Soutenu par un diaporama, la lecture du rapport de la commission de gestion, permettait de visionner les travaux prévus et imprévus gérés par la Municipalité. Durant l’année passée. Une nouvelle fois, le réseau d’eau potable s’est fissuré sur la route de Vaulion. Plus que centenaire, il résiste de moins en moins  à l’assaut des 40 tonnes qui traversent le village. Les comptes furent adoptés à l’unanimité.

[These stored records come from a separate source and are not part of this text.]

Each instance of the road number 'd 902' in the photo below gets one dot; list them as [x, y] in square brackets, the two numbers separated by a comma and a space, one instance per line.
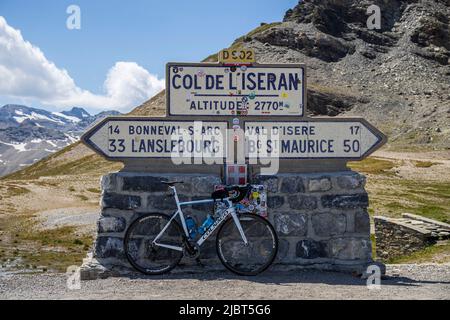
[116, 145]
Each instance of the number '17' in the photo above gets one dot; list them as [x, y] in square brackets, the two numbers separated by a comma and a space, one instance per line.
[354, 130]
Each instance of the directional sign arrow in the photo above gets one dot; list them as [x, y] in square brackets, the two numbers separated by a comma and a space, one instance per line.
[120, 138]
[344, 138]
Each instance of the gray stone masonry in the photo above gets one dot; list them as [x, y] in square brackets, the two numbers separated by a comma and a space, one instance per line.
[321, 219]
[403, 236]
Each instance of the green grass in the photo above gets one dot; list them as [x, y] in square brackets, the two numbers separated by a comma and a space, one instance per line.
[424, 164]
[392, 196]
[53, 249]
[14, 191]
[82, 197]
[439, 253]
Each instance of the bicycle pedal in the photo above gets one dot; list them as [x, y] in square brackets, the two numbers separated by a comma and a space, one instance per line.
[199, 262]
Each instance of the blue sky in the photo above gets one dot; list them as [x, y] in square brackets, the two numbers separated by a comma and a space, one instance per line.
[147, 33]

L’adhésion de la commune au nouveau Groupement forestier du Nozon concernait en fait une mise en conformité légale de l’ancien Triage du Nozon et concernait sept communes du bas du vallon et la ville d’Yverdon. Des statuts étaient adoptés, donnant une légitimité au groupement face à l’Etat

Inquiétude et grogne grandissantes

La commission de gestion, dans son rapport, l’avait relevé photos à l’appui, et plusieurs personnes ont donné de la voix concernant le trafic grandissant des quarante tonnes sur la route de Vaulion et sur celle venant de Juriens. Un mur de soutènement voit les blocs de pierre bouger, se desceller et, au faîte, la «semelle», avec une barrière en métal, s’incliné dangereusement. Les maisons se lézardent et la route se fissure, provoquant de manière répétée des éclatements du réseau d’eau.

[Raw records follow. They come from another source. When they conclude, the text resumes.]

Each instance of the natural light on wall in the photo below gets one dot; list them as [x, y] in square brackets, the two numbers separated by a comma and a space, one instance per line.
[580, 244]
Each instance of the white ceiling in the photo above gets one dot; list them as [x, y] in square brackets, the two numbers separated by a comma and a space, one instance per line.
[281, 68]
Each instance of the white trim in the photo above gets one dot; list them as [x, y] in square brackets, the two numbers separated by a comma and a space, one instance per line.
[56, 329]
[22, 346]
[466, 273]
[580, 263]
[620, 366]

La Municipalité a répondu en citant le voyer de l’Etat:« c’est un  tracé de délestage (!?!) la route dans votre village est à votre charge, et nous (entendez l’Etat) nous faisons passer qui nous voulons!», donc les 40 tonnes, et pourquoi pas, pour bientôt, les 60 tonnes! Les maisons sont collées à la route, elles sont très anciennes (époque médiévale) et n’ont pas de fondation, sans oublier que les routes étaient conçues pour le passage des chars hippomobiles ou des diligences.

Jacques-Henri Bichsel demandait si on pouvait abaisser la vitesse à 30 km/h.? Cela aurait un peu moins d’impact sur les habitations. Il lui fut répondu, dixit l’Etat de Vaud : «que c’était un tracé cantonal, et qu’il n’était pas question de descendre la vitesse à 30 km/h. (actuellement c’est 40 km/h.) mais que, légalement, ce devrait être du 50 km/h.!».  Par conséquent, circulez, il n’y a rien à dire!

La Municipalité d’ajouter qu’elle s’adressera prochainement au conseiller d’Etat en charge du dossier des routes, pour demander des mesures restrictives quant au passage des trains routiers. Affaire à suivre.

La séance se terminait à 22 h. 30 et Marc Benoît invitait les membres présents à se rendre à l’Atelier pour partager un verre et déguster un plat de viande froide, pour clore ce Conseil général en bonne amitié.